Winter is here and squashes have been in abundance! Make the most of the last few weeks of having a brilliant variety of squash with this tasty (but somewhat time-consuming to prepare, I must admit) warm salad.
To save a bit of time you could roast the red pepper with the squash and courgette instead of grilling, but I prefer the taste of grilled peppers and this slightly different flavour adds a little extra something. As with most of my recipes the cheese is an optional extra if you’re feeling cheeky!
I’ve put this in the low-carb section as I usually need to inject a couple of units of insulin to cover the squash and the hummus.
- 1 red pepper
- A variety of squashes, eg. ½ a small butternut squash, ½ a tiger squash, 2 small patty pan squashes
- 1 large courgette or 4 baby courgettes
- 1 red onion
- 2 large cloves of garlic
- A handful of cherry toms, washed
- Pine nuts (or Walnuts)
- 1 teaspoon of Mustard powder
- A handful of thyme
- Tiny portion of Feta cheese (optional)
- Rocket and spinach leaves
- ½ an avocado, cut into chunks
- A small handful of kalamata olives, de-seeded and cut in half
- Red pepper hummus (optional)
- 1 tablespoon olive oil
- 1/2 tablespoon balsamic vinegar
- Juice of 1/2 a lemon
- Preheat the grill and, once hot, place the pepper underneath for 10-15 minutes, or until the skin turns black.
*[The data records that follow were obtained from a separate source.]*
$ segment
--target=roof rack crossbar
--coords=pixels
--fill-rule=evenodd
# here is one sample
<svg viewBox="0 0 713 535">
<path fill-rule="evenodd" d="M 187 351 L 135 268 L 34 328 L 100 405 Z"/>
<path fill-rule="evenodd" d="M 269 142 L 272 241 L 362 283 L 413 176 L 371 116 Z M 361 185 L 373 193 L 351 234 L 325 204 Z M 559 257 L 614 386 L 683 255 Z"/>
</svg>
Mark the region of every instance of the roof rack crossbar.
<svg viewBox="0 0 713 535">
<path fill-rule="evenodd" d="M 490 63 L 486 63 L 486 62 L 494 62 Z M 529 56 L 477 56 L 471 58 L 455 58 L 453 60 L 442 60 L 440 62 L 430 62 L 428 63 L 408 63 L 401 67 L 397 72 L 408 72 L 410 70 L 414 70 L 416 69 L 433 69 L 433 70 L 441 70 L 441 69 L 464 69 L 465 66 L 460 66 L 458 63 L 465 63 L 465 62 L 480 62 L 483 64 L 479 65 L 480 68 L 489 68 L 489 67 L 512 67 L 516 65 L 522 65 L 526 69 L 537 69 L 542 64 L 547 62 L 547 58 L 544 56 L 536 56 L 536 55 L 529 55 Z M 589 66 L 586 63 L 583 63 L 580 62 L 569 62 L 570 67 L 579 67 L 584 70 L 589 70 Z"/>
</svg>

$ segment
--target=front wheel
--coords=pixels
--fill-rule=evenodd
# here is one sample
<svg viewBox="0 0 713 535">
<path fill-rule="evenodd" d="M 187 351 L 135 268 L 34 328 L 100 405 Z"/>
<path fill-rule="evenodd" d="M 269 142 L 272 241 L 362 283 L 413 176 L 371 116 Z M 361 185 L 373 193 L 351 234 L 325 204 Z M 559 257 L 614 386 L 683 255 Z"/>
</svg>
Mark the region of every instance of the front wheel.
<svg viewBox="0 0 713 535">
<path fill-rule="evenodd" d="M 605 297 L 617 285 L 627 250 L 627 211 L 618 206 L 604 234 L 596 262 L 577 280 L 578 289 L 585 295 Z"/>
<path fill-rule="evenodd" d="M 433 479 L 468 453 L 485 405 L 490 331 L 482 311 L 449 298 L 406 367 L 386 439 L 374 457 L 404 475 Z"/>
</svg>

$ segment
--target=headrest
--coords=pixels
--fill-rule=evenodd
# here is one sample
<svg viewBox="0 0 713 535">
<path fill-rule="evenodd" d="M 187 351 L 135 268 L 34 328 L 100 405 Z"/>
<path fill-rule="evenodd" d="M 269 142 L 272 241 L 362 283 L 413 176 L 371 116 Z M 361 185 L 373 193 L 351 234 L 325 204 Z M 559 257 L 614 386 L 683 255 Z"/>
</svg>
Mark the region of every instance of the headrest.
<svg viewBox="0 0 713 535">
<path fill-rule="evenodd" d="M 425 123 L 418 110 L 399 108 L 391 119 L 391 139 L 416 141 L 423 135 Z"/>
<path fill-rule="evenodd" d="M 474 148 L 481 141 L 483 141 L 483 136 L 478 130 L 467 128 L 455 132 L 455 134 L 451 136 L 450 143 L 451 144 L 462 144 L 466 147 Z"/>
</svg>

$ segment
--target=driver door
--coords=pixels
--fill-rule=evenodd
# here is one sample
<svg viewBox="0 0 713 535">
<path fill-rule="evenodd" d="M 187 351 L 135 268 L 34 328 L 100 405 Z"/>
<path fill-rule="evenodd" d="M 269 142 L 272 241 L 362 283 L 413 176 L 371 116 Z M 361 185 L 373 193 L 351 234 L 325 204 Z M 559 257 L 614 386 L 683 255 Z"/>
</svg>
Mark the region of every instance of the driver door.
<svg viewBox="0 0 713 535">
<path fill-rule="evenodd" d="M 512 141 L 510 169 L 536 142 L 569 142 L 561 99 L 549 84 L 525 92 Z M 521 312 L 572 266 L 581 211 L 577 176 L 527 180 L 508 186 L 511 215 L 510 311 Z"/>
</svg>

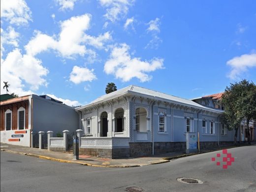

Turn it every so often so the whole pepper gets cooked. Once grilled, pop it in a bowl, cover with cling film and leave to one side.
- Preheat the oven to 200 / 180 (fan) / Gas mark 6. De-seed the squash and cut into similarly sized pieces around 1″ long then slice the courgette into thick strips about 2″ long and 2 cm wide, or if using baby squash quarter these length ways. Peel and halve the onion then cut into thickish slices, just under 1cm wide.
- Place the veg in a large roasting pan and pour over a glug of olive oil. Add the thyme, season with black pepper and sprinkle over the mustard powder and give it all a good stir so it’s coated. Then pop the tray in the oven for about 45 mins.
- In a salad bowl pour the olive oil, balsamic vinegar and lemon juice. Mix together to combine and season with black pepper.
- 15 minutes before the veg are due to come out the oven, add the cherry tomatoes and garlic to the squash and courgette tray.
- In a frying pan, lightly toast the pine nuts on a moderate heat for around 5 minutes.
- Uncover the red pepper and peel off the skin. Remove the top and de-seed it, then slice into 1 cm wide strips.
- Add the salad leaves, avocado and olives to the salad dressing and give them a good toss so they’re coated. Then lay a bed of salad, avo and olives on two plates.
- When all the veg are roasted, heap a generous spoonful on each salad bed, along with the red pepper slices.
- Finally, crumble some feta cheese and a sprinkle of pine nuts or chopped walnuts over the top and season with pepper. Serve with a dollop of red pepper hummus – a delicious accompaniment to the roasted squash.